The NIL arms race continues as states amend their name, image, and likeness (NIL) laws to gain a competitive advantage. The new trend is to allow colleges and universities within the state to be more involved in the NIL process and protect them from NCAA punishment. These moves come after the NCAA’s first NIL-related infractions ruling. However, the various state laws and bills would allow for colleges and universities to be directly involved with NIL deals while avoiding NCAA punishment, despite NCAA rules to the contrary.
Arkansas was the first state to make a move in this direction, with its governor signing an amended NIL bill into law on April 14, 2023. The new law authorizes colleges, universities, and their supporting foundations to “identify, create, facilitate, and otherwise enable opportunities” for student-athletes to earn compensation from the use of their NIL. The law also authorizes 501(c)(3) organizations within the state to compensate student-athletes for the use of their NIL, meaning NIL collectives affiliated with specific colleges and universities can enter into NIL deals.
On April 20, 2023, the Oklahoma Senate passed SB 840, which makes amendments to the state’s current NIL laws. However, on April 26, 2023, Oklahoma’s governor vetoed the bill. Not all hope is lost, as the governor’s veto was not based on any issues with the NIL bill itself, but instead based on unrelated policy issues. SB 840 passed in the Senate by a wide margin, and there is still the possibility for the Senate to override the governor’s veto.
SB 840 eliminates the need for licensed or registered representation and permits colleges to be compensated for the use of their logos or facilities in relation to NIL activities. The bill also permits colleges to establish agreements with third-party entities to facilitate NIL activities and require student-athletes to take courses in contracts and financial literacy. Colleges can also adopt reasonable time, place, and manner restrictions to prevent a student’s NIL activities from interfering with team activities and school operations. However, students are not allowed to use a school’s logo to obtain NIL compensation.
Oklahoma’s NIL bill also includes a provision that appears to prevent the NCAA from punishing a college or university if a student-athlete violates the NCAA’s NIL rules. Furthermore, the bill prohibits the NCAA from investigating or taking any other adverse action against a college or university that participates in any NIL activity protected under Oklahoma’s NIL law.
Texas’s bill, HB 2804, which passed the Texas House on April 26, 2023, is similar to other NIL laws enacted in other states. However, an amendment added on April 12, 2023, mirrors Oklahoma’s playbook.

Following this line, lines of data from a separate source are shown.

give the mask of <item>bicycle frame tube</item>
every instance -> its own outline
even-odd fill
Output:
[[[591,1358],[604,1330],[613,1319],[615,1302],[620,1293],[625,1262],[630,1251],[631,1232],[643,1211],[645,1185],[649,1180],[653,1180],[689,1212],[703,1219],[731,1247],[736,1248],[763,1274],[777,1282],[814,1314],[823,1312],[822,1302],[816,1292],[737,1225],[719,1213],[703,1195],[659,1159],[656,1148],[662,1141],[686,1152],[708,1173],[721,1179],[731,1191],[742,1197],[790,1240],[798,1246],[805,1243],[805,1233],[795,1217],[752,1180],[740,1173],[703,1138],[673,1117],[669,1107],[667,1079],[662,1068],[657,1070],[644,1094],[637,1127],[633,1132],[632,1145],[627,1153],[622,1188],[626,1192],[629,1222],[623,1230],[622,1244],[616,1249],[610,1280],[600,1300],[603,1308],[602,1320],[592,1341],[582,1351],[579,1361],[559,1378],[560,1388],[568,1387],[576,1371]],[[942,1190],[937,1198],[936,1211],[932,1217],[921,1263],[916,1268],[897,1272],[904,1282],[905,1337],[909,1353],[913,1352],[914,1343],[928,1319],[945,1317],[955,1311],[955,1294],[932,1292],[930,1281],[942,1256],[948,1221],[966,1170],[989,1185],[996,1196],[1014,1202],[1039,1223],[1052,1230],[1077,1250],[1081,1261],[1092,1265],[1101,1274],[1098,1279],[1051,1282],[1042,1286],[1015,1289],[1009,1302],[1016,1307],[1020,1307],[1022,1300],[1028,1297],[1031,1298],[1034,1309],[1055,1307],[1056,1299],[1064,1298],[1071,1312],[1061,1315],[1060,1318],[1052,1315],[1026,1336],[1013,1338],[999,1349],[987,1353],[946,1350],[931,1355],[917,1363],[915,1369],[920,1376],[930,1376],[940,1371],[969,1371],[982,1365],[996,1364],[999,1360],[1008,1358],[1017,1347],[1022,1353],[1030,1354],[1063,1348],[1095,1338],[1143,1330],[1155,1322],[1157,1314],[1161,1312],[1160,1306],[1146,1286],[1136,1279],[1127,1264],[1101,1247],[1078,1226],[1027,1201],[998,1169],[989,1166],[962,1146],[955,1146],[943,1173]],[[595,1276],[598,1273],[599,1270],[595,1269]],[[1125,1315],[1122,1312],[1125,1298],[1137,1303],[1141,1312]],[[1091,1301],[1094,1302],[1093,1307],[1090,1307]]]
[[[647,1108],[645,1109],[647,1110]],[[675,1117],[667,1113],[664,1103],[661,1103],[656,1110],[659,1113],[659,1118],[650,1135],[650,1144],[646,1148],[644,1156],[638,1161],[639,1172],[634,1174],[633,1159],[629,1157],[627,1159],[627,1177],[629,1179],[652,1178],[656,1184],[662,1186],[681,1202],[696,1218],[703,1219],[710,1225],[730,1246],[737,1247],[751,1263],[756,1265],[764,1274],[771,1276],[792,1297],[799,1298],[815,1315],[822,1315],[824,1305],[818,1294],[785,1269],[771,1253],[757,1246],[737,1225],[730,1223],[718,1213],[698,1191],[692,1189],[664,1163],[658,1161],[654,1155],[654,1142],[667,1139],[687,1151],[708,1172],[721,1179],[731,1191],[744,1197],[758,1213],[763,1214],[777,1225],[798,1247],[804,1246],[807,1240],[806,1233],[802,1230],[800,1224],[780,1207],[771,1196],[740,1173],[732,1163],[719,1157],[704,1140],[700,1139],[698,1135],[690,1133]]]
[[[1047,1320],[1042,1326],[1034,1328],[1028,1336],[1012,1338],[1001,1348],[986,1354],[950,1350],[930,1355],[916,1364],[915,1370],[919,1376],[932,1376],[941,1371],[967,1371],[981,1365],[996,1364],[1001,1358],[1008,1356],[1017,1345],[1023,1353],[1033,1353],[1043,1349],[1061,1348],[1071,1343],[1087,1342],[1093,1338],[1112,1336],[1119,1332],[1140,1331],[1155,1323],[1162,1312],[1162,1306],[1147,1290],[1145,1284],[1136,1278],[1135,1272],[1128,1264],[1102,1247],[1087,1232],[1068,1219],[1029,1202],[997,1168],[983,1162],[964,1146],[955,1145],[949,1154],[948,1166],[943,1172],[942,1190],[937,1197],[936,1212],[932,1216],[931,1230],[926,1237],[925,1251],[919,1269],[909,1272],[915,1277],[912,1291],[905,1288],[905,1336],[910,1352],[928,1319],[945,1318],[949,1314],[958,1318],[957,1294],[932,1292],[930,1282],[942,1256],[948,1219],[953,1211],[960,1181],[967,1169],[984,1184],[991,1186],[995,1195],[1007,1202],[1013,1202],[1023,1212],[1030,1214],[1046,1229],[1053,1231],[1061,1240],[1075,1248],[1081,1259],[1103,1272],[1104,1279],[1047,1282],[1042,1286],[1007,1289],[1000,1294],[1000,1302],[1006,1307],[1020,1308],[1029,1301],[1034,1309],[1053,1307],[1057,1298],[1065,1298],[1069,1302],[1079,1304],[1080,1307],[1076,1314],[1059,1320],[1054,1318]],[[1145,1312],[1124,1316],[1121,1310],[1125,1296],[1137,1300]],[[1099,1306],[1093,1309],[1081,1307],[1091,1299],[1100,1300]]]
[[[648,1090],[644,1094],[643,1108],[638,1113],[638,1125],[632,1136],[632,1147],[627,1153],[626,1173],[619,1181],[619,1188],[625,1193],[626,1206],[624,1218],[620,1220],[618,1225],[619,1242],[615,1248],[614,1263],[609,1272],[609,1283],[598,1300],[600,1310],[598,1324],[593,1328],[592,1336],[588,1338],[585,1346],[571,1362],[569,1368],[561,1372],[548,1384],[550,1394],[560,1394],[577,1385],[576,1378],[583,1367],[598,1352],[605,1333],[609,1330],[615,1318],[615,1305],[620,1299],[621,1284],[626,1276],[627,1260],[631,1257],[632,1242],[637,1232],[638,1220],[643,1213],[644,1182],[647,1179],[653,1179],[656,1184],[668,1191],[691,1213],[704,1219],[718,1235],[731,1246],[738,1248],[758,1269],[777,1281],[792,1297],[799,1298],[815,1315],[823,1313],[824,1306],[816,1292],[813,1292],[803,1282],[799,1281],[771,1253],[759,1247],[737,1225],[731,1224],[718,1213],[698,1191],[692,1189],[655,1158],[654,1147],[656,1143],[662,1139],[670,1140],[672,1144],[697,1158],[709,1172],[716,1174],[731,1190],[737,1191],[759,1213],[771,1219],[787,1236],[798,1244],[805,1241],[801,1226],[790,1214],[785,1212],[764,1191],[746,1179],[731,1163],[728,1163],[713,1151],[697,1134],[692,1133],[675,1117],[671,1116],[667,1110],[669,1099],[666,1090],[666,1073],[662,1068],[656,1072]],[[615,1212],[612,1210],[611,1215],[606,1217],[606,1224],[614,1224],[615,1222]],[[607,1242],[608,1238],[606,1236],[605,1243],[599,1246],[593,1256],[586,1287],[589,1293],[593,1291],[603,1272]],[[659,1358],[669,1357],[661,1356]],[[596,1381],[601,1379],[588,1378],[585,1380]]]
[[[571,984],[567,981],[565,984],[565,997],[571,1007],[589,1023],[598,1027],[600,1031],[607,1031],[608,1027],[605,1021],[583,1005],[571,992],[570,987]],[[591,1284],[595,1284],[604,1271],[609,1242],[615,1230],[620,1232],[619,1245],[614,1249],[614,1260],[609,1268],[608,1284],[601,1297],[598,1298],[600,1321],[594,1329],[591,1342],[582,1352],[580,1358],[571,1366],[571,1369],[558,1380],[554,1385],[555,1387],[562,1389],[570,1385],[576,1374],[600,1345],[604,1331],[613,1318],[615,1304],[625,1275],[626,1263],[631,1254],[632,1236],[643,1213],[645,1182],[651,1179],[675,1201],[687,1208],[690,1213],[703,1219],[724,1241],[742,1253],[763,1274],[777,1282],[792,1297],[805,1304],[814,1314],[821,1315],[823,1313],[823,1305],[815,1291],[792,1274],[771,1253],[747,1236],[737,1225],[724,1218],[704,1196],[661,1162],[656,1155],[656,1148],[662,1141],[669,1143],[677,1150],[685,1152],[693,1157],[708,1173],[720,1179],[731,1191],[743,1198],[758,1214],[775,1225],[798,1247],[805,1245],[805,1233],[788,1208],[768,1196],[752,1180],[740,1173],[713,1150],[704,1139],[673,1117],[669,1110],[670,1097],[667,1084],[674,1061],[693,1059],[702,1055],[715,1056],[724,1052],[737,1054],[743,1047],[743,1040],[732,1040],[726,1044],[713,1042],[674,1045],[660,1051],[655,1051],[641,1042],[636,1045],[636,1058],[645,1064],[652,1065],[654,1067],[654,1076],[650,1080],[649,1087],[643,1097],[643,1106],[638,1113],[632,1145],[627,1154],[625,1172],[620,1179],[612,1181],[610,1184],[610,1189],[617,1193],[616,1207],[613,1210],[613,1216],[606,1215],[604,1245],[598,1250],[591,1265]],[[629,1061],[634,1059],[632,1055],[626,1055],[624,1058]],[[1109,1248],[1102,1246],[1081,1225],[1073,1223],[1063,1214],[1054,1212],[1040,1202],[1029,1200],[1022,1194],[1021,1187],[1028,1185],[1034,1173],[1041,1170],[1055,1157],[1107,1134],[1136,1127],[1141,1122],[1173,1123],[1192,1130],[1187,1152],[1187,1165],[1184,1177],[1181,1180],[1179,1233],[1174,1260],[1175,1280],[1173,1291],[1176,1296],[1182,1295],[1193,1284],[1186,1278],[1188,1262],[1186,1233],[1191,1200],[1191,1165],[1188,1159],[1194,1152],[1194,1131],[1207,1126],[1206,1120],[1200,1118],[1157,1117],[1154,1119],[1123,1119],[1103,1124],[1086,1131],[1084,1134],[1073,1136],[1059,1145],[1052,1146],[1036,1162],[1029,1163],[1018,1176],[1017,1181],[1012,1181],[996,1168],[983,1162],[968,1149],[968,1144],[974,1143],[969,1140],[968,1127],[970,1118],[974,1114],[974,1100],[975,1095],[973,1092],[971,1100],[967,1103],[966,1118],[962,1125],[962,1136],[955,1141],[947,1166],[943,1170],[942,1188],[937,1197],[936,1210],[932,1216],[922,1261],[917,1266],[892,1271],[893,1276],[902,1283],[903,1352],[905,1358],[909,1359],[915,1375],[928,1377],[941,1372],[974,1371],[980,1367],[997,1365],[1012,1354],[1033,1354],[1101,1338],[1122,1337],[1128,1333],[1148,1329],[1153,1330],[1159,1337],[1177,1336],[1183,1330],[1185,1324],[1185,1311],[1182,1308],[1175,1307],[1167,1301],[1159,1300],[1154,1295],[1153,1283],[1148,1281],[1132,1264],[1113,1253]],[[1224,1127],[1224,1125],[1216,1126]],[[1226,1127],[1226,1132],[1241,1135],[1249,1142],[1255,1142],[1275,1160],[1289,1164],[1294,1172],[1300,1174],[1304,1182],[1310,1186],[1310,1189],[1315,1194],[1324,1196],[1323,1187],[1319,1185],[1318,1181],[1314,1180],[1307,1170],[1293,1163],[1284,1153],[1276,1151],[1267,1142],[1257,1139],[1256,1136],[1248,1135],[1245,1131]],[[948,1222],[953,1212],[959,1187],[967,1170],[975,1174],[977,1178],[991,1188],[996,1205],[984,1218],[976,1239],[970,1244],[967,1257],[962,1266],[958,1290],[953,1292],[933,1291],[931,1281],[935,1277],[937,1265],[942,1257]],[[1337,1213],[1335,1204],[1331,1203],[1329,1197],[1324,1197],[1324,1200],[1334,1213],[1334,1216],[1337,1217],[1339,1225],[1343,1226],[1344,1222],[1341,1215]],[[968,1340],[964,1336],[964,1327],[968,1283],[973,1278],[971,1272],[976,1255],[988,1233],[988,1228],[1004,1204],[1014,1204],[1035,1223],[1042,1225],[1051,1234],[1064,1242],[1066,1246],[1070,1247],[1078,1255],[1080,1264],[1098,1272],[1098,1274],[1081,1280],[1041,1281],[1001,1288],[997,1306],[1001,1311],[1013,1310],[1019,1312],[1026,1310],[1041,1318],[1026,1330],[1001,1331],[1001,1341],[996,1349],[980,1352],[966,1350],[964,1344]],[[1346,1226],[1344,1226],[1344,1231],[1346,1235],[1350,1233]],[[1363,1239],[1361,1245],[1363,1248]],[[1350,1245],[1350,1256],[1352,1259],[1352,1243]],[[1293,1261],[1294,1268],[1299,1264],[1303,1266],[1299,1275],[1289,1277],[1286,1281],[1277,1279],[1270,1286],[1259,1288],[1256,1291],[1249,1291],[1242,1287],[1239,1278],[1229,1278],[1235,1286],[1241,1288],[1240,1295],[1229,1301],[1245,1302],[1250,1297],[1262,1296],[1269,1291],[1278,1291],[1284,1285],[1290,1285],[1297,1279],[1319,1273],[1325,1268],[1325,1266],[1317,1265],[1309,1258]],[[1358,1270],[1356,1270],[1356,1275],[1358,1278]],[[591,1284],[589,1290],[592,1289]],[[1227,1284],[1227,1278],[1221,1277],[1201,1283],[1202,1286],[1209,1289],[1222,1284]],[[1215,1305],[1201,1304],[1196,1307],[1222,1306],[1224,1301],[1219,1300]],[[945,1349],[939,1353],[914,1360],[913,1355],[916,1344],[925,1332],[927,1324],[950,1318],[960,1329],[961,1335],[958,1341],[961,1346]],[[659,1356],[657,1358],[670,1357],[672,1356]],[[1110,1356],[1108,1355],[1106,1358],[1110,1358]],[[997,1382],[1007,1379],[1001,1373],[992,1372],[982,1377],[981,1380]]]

This amendment prevents any group or organization with authority over an intercollegiate athletic program from enforcing a contract term, rule, regulation, standard, or any other requirement that prohibits the institution from participating in intercollegiate athletics or otherwise penalizes the institution or its athletic program for performing, participating in, or allowing an activity required or authorized by the new law.
Coaches and NCAA leaders have voiced concerns that NIL could disguise “pay-for-play” deals orchestrated by collectives before student-athletes sign national letters of intent or enter the transfer portal. While boosters are not allowed to pay players directly or be part of the recruiting process, the NCAA is actively investigating multiple bad actors in the NIL space. The various state laws and bills could raise questions about the NCAA’s ability to enforce its own NIL rules and regulations in certain states.
While state laws attempting to protect colleges and universities from NCAA enforcement of NIL rules may strengthen the NCAA’s push for federal NIL legislation, the prospects for a federal NIL law in the near future seem bleak. A federal NIL bill has not been introduced in the current Congress, and past federal NIL bills have failed to progress through the legislature. However, as has been the trend with state NIL laws, it is likely that more states will introduce similar laws to those in Arkansas, Oklahoma and Texas. If that happens, Congress may then feel the need to step in with federal legislation to prevent the trend of one-upmanship from continuing.